Name and Surname
Peter Langford
Affiliation
Associate Lecturer in Law, Oxford Brookes University, UK
Contact email
trot21@mail.com
Short Biography
Peter Langford is an Associate Lecturer in Law at Oxford Brookes University, UK. His areas of expertise are in legal and political philosophy, legal sociology, social theory and human rights. Within the areas of legal philosophy and legal sociology, his research has centred upon the work of Hans Kelsen and Max Weber. Within the area of political philosophy, it has focused upon the work of Roberto Esposito (Roberto Esposito: Law, Community and the Political 2015) and Carl Schmitt (Order Crisis and Redemption: Political Theology after Carl Schmitt, co-authored with Saul Newman, 2024). In relation to human rights, his research has concentrated upon normative questions of global justice and human rights, fundamental rights in Gunther Teubner’s sociology of law, non-nationals and the European Convention of Human Rights, and the protection of environmental human rights defenders under the Inter-American Convention of Human Rights.
Research abstract
Justification and Application: Assisting and Reinforcing the Understanding of Environmental Justice in Environmental Movements, Organisations and Political Parties in the Balkans
The objective of the research project is to develop a theory of environmental justice which expresses and reinforces the presence of a notion of environmental justice in the approaches of environmental civil society organisations, environmental grassroots movements and Green or environmental political parties in the Balkans. The research project adopts this particular focus because it understands that it is the existence and activism of these organisations, movements and parties which indicate an important and distinctive understanding of environmental justice. Therefore, these groups and parties should be accorded a central importance in the wider conceptualisation of the process of Green change.

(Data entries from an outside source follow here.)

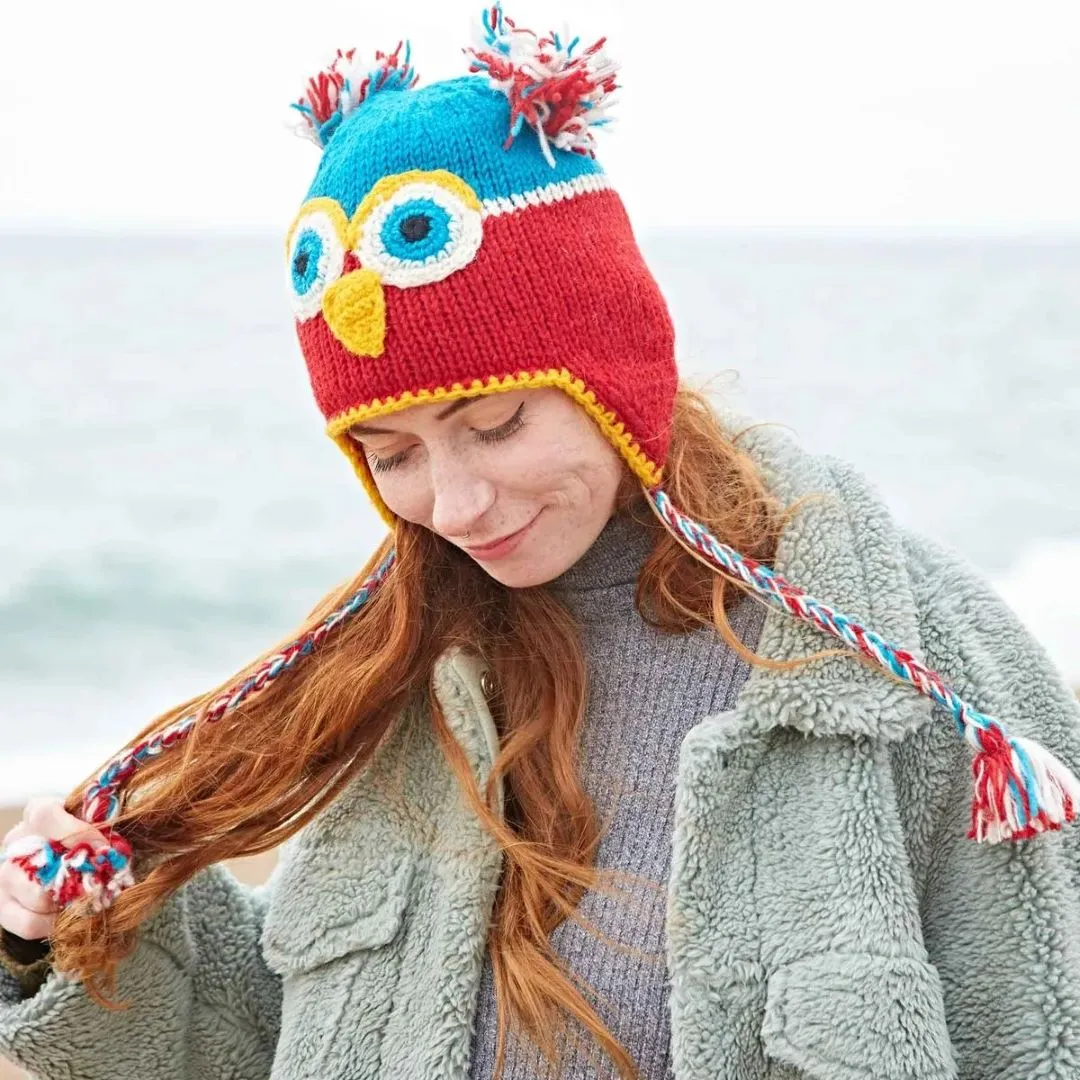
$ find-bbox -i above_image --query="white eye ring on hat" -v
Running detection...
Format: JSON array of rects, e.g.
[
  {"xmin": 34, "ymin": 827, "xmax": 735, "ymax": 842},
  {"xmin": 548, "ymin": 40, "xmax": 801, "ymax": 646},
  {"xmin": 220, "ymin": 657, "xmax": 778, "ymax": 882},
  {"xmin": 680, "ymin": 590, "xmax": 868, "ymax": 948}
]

These groups and parties operate in a difficult current context in which they occupy the position of a minority and are increasingly subject to resistance and obstruction. Beyond the clearly illegal and quasi-clandestine forms of fatal and non-fatal violence, threats and intimidation, the other complementary purpose of the project is to emphasise that their orientation to environmental justice requires the guarantee of their civil and political rights. These rights, as fundamental, human rights are those of freedom of expression and freedom of assembly. In other words, that these civil and political rights, even insofar as they given formal expression in relevant constitutional provisions, are fundamental human rights. This, in turn, entails that these fundamental rights should prohibit the recourse to substantive domestic criminal law and civil law in order to undermine the capacity for their effective exercise. The project understands the capacity to undermine their effective exercise as a broad one which extends from the explicit prohibition and overt suppression of demonstrations to the use of domestic criminal and civil law by politicians, business owners and corporations against public statements by individual environmentalists and environmental groups. The project, therefore, seeks, in this complementary focus upon human rights, to open a wider discussion of these environmental groups and parties as public environmental human rights defenders.